Device Functionality
| Lock Desktop Picture | Prevents the user from modifying the desktop picture selection. Enter the path of the file that will be used as the desktop picture. Leave the path blank to use the current desktop picture collection. |
| Disable Use of a Built-in Camera | Disables use of the built-in camera.
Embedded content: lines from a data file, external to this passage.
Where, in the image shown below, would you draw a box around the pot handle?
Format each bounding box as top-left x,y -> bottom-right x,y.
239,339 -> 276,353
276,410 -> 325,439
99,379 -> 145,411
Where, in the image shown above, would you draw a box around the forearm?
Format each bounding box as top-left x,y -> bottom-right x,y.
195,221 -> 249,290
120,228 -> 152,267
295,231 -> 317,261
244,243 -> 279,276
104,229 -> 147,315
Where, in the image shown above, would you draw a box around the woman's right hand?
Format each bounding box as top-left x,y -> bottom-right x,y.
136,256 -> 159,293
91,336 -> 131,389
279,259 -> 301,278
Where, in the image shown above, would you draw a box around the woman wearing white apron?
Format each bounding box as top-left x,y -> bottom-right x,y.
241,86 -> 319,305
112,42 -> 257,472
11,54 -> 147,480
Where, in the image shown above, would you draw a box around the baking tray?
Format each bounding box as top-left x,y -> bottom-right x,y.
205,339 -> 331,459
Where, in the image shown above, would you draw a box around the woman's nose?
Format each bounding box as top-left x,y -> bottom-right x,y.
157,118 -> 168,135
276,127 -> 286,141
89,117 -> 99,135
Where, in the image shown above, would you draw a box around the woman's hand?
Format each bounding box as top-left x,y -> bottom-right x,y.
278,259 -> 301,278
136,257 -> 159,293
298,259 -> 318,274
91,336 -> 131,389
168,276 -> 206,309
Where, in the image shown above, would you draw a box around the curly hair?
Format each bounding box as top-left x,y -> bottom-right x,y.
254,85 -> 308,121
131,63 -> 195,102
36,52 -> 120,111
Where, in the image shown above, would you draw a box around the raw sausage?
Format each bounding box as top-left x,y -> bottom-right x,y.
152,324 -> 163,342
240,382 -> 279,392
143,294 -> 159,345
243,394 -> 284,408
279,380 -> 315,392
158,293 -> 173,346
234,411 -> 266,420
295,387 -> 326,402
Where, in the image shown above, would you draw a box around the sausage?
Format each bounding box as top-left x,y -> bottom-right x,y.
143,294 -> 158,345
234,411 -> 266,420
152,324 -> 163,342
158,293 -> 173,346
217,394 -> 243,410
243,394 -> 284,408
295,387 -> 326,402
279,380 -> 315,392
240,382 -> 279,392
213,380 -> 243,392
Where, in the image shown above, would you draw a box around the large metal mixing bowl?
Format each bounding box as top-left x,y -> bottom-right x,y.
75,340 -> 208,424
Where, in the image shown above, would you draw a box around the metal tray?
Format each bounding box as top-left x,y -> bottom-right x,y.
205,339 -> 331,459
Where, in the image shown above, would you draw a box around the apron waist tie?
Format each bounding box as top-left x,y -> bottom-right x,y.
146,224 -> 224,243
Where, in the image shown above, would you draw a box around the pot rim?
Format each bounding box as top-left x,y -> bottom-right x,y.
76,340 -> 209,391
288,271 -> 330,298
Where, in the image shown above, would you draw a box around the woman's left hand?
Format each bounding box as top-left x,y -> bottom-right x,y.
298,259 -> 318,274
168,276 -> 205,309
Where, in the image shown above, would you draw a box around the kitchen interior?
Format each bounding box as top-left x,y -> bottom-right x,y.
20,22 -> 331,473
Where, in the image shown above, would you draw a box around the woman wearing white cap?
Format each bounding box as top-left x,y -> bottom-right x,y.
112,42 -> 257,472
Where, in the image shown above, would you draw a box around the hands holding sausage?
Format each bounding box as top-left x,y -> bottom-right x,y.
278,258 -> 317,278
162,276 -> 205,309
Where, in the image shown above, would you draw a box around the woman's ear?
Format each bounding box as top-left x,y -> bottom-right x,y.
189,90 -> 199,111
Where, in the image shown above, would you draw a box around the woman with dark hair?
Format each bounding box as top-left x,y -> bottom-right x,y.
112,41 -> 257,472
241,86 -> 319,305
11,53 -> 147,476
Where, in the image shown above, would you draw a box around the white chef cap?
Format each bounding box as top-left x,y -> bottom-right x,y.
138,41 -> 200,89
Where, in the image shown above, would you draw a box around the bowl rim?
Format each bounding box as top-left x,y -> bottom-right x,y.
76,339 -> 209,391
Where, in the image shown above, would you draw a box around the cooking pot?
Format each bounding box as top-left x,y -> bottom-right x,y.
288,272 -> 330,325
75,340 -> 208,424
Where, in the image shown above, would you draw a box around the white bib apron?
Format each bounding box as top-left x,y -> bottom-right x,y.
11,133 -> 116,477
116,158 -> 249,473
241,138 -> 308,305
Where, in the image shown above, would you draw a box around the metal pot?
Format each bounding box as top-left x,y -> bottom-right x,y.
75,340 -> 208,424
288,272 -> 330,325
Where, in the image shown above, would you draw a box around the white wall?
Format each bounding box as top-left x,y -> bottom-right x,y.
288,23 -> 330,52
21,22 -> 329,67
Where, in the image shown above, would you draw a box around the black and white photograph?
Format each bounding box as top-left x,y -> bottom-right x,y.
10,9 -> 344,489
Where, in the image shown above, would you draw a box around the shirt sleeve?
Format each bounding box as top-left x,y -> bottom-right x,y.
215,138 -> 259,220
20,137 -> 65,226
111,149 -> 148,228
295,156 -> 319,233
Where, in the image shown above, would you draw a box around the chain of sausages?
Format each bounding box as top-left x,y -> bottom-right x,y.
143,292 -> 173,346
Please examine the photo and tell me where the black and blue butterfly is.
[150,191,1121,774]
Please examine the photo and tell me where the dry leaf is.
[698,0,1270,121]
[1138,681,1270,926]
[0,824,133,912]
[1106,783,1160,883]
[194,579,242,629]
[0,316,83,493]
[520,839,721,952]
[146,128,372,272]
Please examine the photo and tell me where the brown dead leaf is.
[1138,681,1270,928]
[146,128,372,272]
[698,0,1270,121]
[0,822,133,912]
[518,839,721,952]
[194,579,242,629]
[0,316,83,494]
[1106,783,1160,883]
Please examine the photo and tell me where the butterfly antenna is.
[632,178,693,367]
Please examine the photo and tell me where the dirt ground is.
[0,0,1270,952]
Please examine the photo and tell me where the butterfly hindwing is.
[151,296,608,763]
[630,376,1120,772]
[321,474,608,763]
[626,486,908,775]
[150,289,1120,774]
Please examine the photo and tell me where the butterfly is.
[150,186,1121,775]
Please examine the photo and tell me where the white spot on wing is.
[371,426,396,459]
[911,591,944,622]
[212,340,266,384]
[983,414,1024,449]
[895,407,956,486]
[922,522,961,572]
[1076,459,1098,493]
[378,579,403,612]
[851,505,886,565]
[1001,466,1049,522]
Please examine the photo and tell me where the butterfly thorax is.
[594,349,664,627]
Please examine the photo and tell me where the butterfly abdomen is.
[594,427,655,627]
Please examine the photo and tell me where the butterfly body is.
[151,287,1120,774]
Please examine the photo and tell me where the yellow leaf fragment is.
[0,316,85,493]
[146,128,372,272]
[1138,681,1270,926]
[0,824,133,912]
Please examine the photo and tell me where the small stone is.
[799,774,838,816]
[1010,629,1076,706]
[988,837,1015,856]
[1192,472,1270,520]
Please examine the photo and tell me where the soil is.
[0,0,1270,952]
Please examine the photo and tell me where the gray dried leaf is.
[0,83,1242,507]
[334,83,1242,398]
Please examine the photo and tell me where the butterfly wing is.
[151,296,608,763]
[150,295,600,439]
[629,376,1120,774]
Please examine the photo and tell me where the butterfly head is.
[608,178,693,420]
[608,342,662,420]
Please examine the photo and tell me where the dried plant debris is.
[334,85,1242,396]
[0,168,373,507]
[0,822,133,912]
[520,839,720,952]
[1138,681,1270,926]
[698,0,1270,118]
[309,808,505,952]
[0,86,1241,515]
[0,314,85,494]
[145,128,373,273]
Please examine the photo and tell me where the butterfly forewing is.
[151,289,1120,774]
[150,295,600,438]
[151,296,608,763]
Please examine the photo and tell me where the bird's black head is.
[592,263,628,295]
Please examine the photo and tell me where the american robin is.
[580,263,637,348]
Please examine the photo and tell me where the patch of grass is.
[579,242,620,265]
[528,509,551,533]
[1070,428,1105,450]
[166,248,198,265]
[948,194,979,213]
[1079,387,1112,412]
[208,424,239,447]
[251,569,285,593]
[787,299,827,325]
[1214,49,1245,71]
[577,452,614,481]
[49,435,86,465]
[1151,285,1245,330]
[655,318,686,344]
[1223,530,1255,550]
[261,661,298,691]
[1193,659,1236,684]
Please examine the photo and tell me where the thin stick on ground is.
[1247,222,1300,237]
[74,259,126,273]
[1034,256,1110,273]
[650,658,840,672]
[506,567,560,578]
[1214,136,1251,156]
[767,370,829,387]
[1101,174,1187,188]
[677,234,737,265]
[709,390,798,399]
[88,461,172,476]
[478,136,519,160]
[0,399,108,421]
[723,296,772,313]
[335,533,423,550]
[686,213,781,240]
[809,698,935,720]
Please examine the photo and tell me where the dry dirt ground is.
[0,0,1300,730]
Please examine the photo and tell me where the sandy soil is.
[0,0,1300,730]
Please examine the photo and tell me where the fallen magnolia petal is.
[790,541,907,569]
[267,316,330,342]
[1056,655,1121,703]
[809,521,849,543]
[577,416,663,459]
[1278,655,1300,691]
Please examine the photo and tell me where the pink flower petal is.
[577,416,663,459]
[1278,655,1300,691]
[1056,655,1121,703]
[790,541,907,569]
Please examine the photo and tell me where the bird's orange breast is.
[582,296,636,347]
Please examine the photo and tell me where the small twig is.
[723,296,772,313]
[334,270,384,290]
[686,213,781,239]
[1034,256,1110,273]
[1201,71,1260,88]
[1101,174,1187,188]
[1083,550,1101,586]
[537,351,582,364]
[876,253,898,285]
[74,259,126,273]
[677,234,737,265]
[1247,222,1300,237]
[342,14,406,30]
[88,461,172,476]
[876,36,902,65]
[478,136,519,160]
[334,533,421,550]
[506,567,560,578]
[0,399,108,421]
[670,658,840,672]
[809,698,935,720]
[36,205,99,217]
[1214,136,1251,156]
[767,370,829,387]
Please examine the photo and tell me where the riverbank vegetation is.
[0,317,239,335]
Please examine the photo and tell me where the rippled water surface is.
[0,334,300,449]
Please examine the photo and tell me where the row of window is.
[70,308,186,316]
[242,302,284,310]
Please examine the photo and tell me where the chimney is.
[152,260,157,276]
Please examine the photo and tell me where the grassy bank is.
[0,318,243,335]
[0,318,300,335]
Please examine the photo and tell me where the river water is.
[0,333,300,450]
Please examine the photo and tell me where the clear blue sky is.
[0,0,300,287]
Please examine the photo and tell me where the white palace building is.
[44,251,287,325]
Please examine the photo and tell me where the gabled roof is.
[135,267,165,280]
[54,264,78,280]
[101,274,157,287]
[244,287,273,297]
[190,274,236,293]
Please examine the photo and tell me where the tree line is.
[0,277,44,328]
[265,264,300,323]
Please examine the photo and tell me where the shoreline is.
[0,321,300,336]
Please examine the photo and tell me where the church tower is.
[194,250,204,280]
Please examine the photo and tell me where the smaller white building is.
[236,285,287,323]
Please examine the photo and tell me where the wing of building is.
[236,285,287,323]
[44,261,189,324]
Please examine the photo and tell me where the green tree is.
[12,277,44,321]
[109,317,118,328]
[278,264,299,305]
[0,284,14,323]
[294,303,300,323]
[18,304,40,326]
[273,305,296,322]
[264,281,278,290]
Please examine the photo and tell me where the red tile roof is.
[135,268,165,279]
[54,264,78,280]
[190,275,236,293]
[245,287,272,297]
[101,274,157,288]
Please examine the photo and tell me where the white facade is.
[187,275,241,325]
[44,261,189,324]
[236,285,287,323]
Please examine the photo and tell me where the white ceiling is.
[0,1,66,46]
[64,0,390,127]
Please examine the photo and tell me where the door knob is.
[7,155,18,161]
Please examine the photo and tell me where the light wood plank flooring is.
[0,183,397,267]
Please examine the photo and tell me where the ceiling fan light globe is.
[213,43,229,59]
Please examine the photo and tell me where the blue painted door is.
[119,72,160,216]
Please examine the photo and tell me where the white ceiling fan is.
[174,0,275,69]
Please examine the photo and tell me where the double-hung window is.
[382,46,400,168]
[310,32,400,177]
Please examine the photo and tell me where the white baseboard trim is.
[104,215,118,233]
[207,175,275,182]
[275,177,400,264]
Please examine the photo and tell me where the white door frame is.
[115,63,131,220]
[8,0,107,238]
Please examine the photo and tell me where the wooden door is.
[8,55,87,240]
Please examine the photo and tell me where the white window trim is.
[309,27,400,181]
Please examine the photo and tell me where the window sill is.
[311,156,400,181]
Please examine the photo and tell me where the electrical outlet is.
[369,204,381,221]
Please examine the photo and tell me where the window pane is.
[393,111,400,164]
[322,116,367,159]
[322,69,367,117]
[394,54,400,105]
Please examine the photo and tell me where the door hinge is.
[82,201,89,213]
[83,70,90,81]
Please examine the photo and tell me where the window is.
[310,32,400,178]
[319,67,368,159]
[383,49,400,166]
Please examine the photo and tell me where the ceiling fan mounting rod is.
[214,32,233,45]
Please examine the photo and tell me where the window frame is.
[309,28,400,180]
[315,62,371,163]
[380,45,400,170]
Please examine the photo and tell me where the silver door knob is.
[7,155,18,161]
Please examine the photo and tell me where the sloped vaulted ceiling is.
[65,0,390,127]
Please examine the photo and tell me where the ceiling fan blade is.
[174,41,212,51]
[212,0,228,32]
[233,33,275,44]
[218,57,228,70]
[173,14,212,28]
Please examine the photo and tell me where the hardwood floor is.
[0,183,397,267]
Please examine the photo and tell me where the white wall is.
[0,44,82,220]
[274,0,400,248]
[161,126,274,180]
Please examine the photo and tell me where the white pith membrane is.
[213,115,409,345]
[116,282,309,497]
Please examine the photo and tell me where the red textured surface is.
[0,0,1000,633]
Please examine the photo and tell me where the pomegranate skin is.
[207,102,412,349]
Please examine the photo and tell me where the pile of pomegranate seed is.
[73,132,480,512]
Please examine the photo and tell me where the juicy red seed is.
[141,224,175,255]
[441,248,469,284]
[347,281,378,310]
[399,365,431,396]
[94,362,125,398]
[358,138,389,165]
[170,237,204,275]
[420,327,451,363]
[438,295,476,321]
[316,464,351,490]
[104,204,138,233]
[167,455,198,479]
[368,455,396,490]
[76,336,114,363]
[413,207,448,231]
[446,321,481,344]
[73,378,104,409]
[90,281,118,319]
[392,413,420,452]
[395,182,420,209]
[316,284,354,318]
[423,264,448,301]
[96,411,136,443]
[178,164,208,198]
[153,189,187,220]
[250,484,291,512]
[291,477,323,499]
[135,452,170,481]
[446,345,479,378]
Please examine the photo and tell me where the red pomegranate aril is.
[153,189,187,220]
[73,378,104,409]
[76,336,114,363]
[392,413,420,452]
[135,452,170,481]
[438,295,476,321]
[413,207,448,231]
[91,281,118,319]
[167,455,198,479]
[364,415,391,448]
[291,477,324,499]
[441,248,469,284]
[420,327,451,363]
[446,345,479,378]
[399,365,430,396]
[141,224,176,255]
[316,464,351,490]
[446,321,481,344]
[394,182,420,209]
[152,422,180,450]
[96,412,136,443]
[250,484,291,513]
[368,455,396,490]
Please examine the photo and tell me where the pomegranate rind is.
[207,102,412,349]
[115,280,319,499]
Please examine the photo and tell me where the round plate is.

When this is restricted all applications, whether native or enterprise, are unable to access the camera. |
| Disable iCloud Documents and Data | Disables document and key-value syncing to iCloud. |
| Disable Use of iCloud Password for Local Accounts | Disables use of the iCloud password for login to the local account. |
| Disable Back to My Mac iCloud Service | Disables the macOS Back to My Mac iCloud service. |
| Disable Find My Mac iCloud Service | Disables the macOS Find My Mac iCloud service. |
| Disable iCloud Bookmark Sync | Disables the macOS iCloud Bookmark sync. |
| Disable iCloud Mail Services | Disables the macOS iCloud Mail services. |
| Disable iCloud Calendar Services | Disables the macOS iCloud Calendar services. |
| Disable iCloud Reminder Services | Disables the iCloud Reminder services. |
| Disable iCloud Address Book Services | Disables the macOS iCloud Address Book services. |
| Disable iCloud Notes Services | Disables the macOS iCloud Notes services. |
| Disable iCloud Keychain Sync | Disables iCloud keychain synchronization. |
| Disable Spotlight Internet Search Suggestions | When selected, Spotlight internet search suggestions will not be shown when using Spotlight for searching. |
| Allow Only Configured Widgets | When selected, this option enables you to choose which widgets are enabled. |
Applications
| Delay Software and OS update availability | Prevents available software and OS updates from appearing to device user for the specified number of days, up to a maximum of 90 days.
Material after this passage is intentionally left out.